Characters in court
Today I spent a few hours in the Brand van Zyl Law Library at the University of Cape Town. As an alumnus, I know the campus fairly well and I have been in the library previously for research on Shadow Self. It is always strange to go back to university for the day, but apart from the wonderful service – a stack of books piled up on the subject of cross-examination in the South African legal system, arranged by the librarian for me, I absolutely loved the quiet.
How wonderful is it to be in an environment where everybody has their heads down and are engrossed in study? There is something almost seductive about a library. The book stacks, the quiet sounds of flipping pages, the smell of paper. And it is amazing what you can get accomplished in terms of research in just a few hours. No interruptions. I know that Gretchen Rubin, the ‘happiness expert’ writes in a library and sitting in one myself with no bombardments from dogs, children, or phone calls I could see why.

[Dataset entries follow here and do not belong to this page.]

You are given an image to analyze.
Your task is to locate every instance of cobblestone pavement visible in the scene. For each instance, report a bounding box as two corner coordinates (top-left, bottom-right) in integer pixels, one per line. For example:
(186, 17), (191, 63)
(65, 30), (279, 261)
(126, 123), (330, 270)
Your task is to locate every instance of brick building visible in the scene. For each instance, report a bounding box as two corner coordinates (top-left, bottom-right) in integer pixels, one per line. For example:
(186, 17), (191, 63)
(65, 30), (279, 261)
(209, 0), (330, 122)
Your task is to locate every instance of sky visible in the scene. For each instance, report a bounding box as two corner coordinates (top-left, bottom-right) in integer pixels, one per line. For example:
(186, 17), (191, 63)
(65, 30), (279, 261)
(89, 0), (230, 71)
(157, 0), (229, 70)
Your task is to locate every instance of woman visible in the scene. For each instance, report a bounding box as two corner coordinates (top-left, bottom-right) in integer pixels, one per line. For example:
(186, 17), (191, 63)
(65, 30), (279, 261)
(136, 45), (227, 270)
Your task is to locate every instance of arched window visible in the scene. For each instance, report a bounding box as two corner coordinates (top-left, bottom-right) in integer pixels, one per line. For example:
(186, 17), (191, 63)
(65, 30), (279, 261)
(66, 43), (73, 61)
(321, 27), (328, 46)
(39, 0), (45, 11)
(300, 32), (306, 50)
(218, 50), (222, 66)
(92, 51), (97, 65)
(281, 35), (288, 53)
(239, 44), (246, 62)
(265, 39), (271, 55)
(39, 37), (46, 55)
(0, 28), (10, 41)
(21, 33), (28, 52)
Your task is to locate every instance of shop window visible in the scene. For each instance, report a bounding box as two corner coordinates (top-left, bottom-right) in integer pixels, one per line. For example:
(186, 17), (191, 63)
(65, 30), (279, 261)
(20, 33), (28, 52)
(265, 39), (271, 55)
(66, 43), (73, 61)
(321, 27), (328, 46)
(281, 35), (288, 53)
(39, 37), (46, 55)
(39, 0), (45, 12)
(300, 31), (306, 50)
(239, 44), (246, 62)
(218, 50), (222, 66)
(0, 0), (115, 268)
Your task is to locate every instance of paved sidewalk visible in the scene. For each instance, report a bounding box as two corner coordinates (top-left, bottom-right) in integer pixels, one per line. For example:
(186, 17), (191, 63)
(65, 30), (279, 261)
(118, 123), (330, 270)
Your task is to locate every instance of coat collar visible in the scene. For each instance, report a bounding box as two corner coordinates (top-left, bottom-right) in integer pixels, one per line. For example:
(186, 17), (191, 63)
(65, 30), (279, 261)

This visit was the natural result of my meeting with Jan Luitingh – the family attorney who has supported me from a legal perspective throughout the writing of A Fish Out of Water, which I hope to finish by the end of May. He advised me that cross-examination is a master skill, an art, and not one I can simply ‘write’ off. So I read many examples of the finer points of cross, as well as some key elements to make it work in one’s writing. Here are some key questions the legal counsel will need to think about:
- The cross-examiner must listen carefully to the witness’s answer: L.A.E.R.
- Look for contradictions with other witnesses.
- How is the testimony of witnesses corroborated?
- Where can you show untruthfulness or exaggeration?
- Show the demeanour of the witness by getting him or her to react to questions.
- How important are the items handed in as material evidence in terms of your case?
- The cross-examiner should keep a poker face – whatever he or she hears.
- Frame your cross-examiner’s questions to elicit only one bit of information at a time.
- A good cross-examiner will not ask imprecise or sloppy questions.
- A good cross-examiner will not end up in an argument with the witness
- A cross-examiner will often use repetition, for example:
- A: I was afraid if I stayed, I would have another drink.
- Q: You were afraid that if you stayed, you would have another drink. Now why, may I ask you, Mr Williams, was that a concern?
What advice can you offer writers who are dealing with cross?